Myth-symbol historians talk a lot about the "American mind" and the "national psyche." They like to tell us what they believe is in the American imagination and how such symbols as the American frontier or the Green Monster at Fenway Park resonate therein. "Resonate" is a very big word with myth-symbolists.
Postmodernists say there is no one American mind; different symbols mean different things to different people based on their race, gender, age, education and class background.
Postmodernists would point to the TV image of O. J. Simpson standing in handcuffs under a tree to make their point. They would argue that while the image might symbolize a suspect legitimately taken into police custody for many white viewers, to many black viewers, it symbolizes a lynching.
So much for one national psyche.
Myth-symbolists tend to view American history primarily through the eyes of white men of European descent and mainly tell the stories of the Roosevelts, the Kennedys, the Johnsons -- straight back to the Founding Fathers.
David Grubin, who wrote and produced "FDR," as well as "LBJ" two years earlier for PBS, says his documentary is a search to "find the man" who was FDR.
"I really wanted to find out what it takes to be president. What kinds of qualities do you need to do this job? . . . It's that quality of leadership that I was interested in," Grubin says.

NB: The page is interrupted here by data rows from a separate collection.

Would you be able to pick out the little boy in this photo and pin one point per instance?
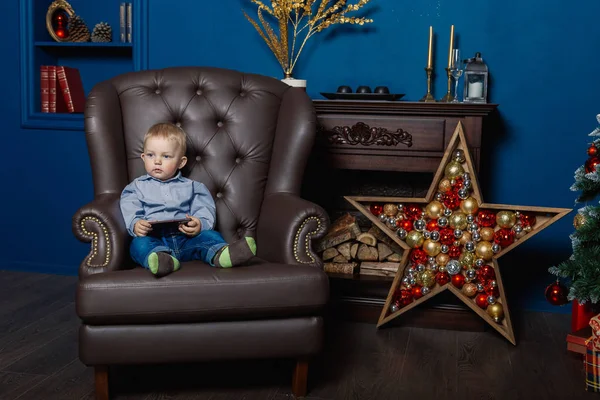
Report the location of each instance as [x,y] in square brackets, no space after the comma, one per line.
[164,194]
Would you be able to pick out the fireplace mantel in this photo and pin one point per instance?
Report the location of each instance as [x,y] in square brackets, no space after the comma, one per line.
[359,138]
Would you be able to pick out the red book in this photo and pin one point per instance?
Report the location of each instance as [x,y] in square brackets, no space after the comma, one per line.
[44,89]
[71,86]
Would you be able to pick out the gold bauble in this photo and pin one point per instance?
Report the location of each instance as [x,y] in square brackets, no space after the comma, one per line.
[506,219]
[470,289]
[390,209]
[434,210]
[487,234]
[444,185]
[578,221]
[442,259]
[414,239]
[496,312]
[432,248]
[428,278]
[453,170]
[484,250]
[470,205]
[467,260]
[466,237]
[458,220]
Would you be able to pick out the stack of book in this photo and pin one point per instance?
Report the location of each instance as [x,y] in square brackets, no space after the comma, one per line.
[61,89]
[125,22]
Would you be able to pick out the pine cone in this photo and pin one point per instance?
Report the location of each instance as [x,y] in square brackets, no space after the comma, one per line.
[102,33]
[78,31]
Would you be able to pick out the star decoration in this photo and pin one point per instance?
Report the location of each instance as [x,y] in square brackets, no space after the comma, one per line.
[452,240]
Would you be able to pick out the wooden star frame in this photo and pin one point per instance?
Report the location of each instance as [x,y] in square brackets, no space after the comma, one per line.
[543,217]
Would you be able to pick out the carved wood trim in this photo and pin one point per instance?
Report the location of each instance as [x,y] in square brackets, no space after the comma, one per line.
[362,134]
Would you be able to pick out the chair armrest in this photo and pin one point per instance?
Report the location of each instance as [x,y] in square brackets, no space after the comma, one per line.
[286,227]
[101,224]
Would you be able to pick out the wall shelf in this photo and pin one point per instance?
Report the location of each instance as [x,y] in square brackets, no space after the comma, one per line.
[96,62]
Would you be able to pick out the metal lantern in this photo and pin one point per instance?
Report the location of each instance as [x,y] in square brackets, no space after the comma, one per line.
[476,80]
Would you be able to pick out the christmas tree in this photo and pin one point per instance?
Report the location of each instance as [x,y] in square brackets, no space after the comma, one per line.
[582,269]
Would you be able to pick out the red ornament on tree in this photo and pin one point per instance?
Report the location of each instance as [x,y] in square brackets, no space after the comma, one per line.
[412,211]
[590,164]
[481,300]
[404,224]
[376,209]
[486,218]
[556,294]
[447,236]
[418,256]
[432,225]
[442,278]
[504,237]
[458,280]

The tendency is for myth-symbolists to study history from the top down, while postmodernists stress the view from the ground up.
The choice of perspective is yours this week and in coming months, as cable and public television battle over our past.
* "The American Experience" production, "FDR," airs at 9 Tuesday and Wednesday nights on MPT (Channels 22 and 67) and WETA (Channel 26).
* "The Native Americans" airs at 8:05 Monday, Tuesday and Wednesday nights on cable channel TBS.
* "Lakota Woman: Siege at Wounded Knee" premieres at 8 p.m. Oct. 16.